Massachusetts Institute of Technology researchers recently demonstrated a microfluidic cell-squeezing device that introduces antigens to the body’s immune system’s B cells, a tool that may open a new approach to creating and implementing cell-based, antigen-presenting vaccines.
These types of vaccines, which are developed by manipulating a person’s immune cells to battle invading germs, may be crucial to treating difficult diseases including cancer. Unfortunately, there are still several deficiencies that must be solved before the therapy can be widespread in clinics, and the Food and Drug Administration has approved only one therapy of this kind so far.
Because a B cell is genetically programmed to bind to specific antigens that match the cell’s surface receptors, these B cells usually do not bind and display antigens that do not match their receptors. The microfluidic device makes it possible for the scientists to squeeze the B cells and antigens through tiny, parallel channels designed on a chip. This pressure forces the antigen and immune cell to join.

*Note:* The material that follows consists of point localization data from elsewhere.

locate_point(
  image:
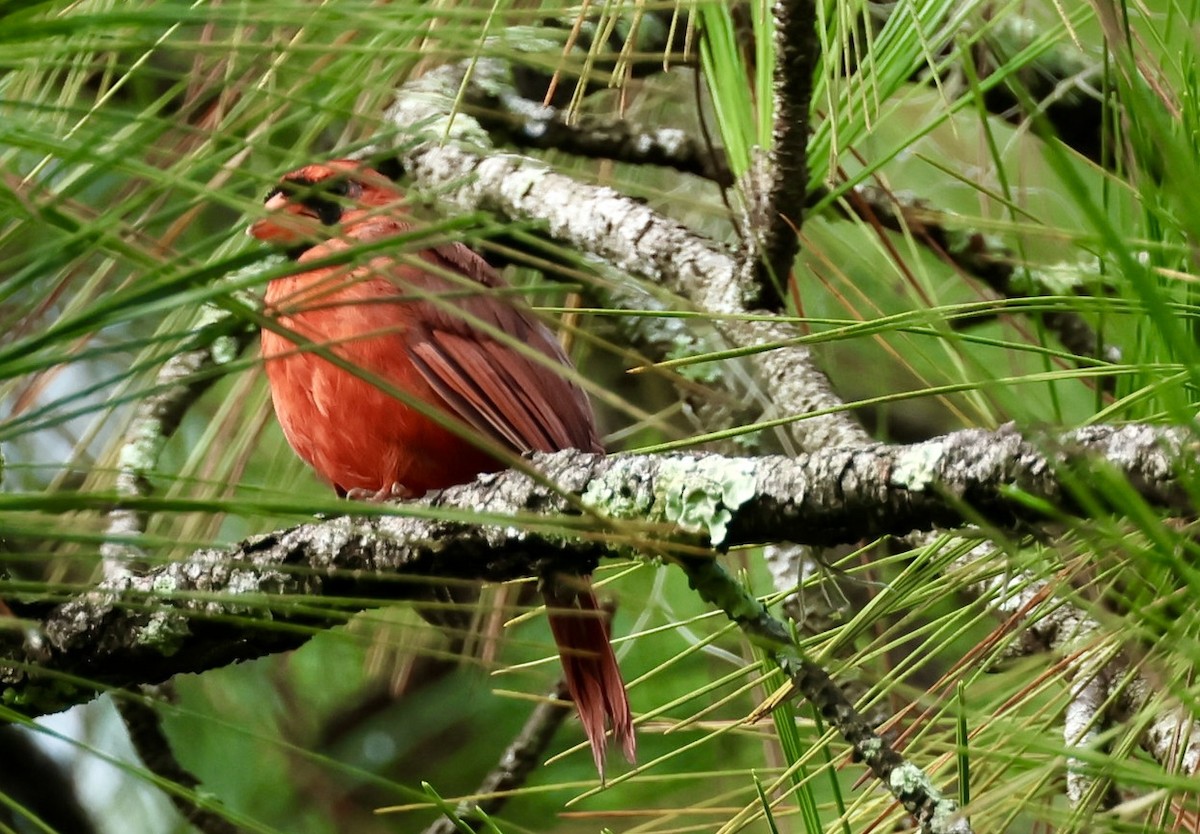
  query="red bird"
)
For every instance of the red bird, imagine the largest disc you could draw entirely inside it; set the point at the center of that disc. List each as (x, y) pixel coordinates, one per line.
(437, 333)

"We wanted to remove an important barrier in using B cells as an antigen-presenting cell population, helping them complement or replace dendritic cells," Gregory Szeto, a post-doctoral researcher at MIT's Koch Institute for Integrative Cancer Research and the paper's lead author, said. "Down the road, you could potentially get enough cells from just a normal syringe-based blood draw, run it through a bedside device that has the antigen you want to vaccinate against, and then you'd have the vaccine.
Though not involved in this research, Gail Bishop -- a professor of microbiology at the University of Iowa Carver School of Medicine and the director of the school’s Center for Immunology and Immune-based Diseases -- said the antigen-presenting capabilities of B cells have often been underestimated, but they are being increasingly appreciated for their practical advantages in therapies.
"This new technical approach permits loading B cells effectively with virtually any antigen and has the additional benefit of targeting the antigens to the CD8 T-cell presentation pathway, thus facilitating the activation of the killer T cells desired in many clinical applications," Bishop said.